Meles said his forces, which entered Somalia in large numbers Saturday, had completed about half their mission.

He said there are only 3,000 to 4,000 Ethiopian troops in Somalia -- "but no more."

Ethiopia sent fighter jets across the border Sunday to help Somalia's U.N.-recognized government push back the Islamists. Ethiopia bombed the country's two main airports and helped government forces capture several villages.

Sheik Sharif Sheik Ahmed, a senior leader of the Islamic group, said he asked his troops to tactically retreat in the face of superior Ethiopian firepower.

"The war is entering a new phase," Ahmed said from Mogadishu. "We will fight Ethiopia for a long, long time and we expect the war to go everyplace."

Ahmed declined to elaborate, but some Islamic leaders have threatened a guerrilla war to include suicide bombings in Addis Ababa. He also accused Ethiopian troops of massacring 50 civilians in the central town of Cadado.

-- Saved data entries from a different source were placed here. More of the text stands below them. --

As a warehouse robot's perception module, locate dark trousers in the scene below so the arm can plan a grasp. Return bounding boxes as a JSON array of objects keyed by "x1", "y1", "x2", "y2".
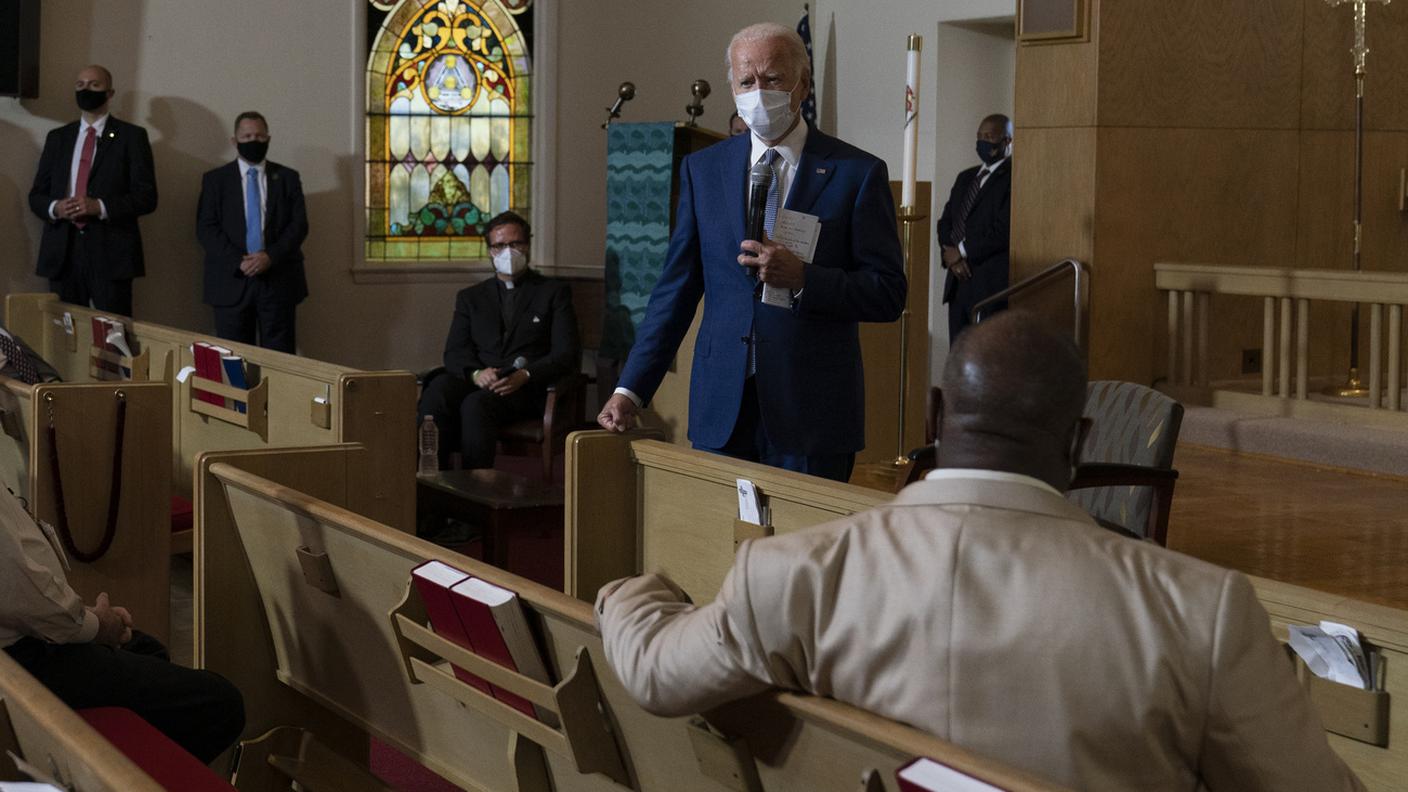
[
  {"x1": 417, "y1": 372, "x2": 548, "y2": 469},
  {"x1": 694, "y1": 376, "x2": 856, "y2": 482},
  {"x1": 213, "y1": 278, "x2": 298, "y2": 349},
  {"x1": 6, "y1": 633, "x2": 245, "y2": 764},
  {"x1": 49, "y1": 223, "x2": 132, "y2": 316}
]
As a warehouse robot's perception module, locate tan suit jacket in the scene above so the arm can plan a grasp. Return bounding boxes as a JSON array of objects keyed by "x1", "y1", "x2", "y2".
[{"x1": 597, "y1": 479, "x2": 1363, "y2": 792}]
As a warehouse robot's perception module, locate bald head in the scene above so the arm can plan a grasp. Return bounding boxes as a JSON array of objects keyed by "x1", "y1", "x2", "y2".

At the United Nations on Tuesday, Francois Lonseny Fall, the U.N. secretary-general's special representative to Somalia, told an emergency meeting of the council on Tuesday that fighting has expanded across a 400-kilometer (250-mile) wide area, forcing the U.N. to evacuate and halt assistance to two million people in the south and central regions affected by the conflict and recent floods.

"Unless a political settlement is reached through negotiations," Fall said, "Somalia, I am afraid, will face a period of deepening conflict and heightened instability, which would be disastrous for the long-suffering people of Somalia, and could also have serious consequences for the entire region."

The security council failed to agree on a statement and decided to meet again on Wednesday. (Full story)

While the Islamic militias have been retreating, they could switch to hit-and-run tactics the government and Ethiopian troops will have difficulty defending against. Many fear a guerrilla war could drag on and leave thousands dead.

Meles has privately threatened for months to send troops into Somalia to fight terrorists, defend Ethiopian interests and prop up the besieged government, which has a very small military force.

He has also said he aims to severely damage the courts' military capabilities and allow both sides to return to peace talks on an even footing, but would not send troops into Mogadishu. Instead, he said, Somali forces would encircle the city to contain the Islamists.

If he sticks to his plan, the transitional government and the Islamic courts would take peace talks more seriously because neither side would have the upper hand militarily.

Any attempt by the government or Ethiopia to enter Mogadishu would likely end in a disaster similar to the U.S. intervention to create a Somali government in 1992. That U.N.-sponsored mission ended in 1993, when militiamen shot down a U.S. Army Black Hawk helicopter and 18 servicemen were killed in a subsequent battle made famous in the book and movie "Black Hawk Down."

What is unclear is how clan politics, which have traditionally dominated Somali society, will shift with the Islamic movement's changing fortunes. Clan elders tend to take the victor's side in the interest of minimizing violence in their villages. The 11 courts that make up the Islamic council are based on clan, vary widely in their interpretation of Islamic law and do not always get along.

Somalia has not had an effective government since warlords overthrew longtime dictator Mohamed Siad Barre in 1991, pushing the country into anarchy. Two years ago, the United Nations helped set up an interim government for the arid, impoverished nation on the Horn of Africa.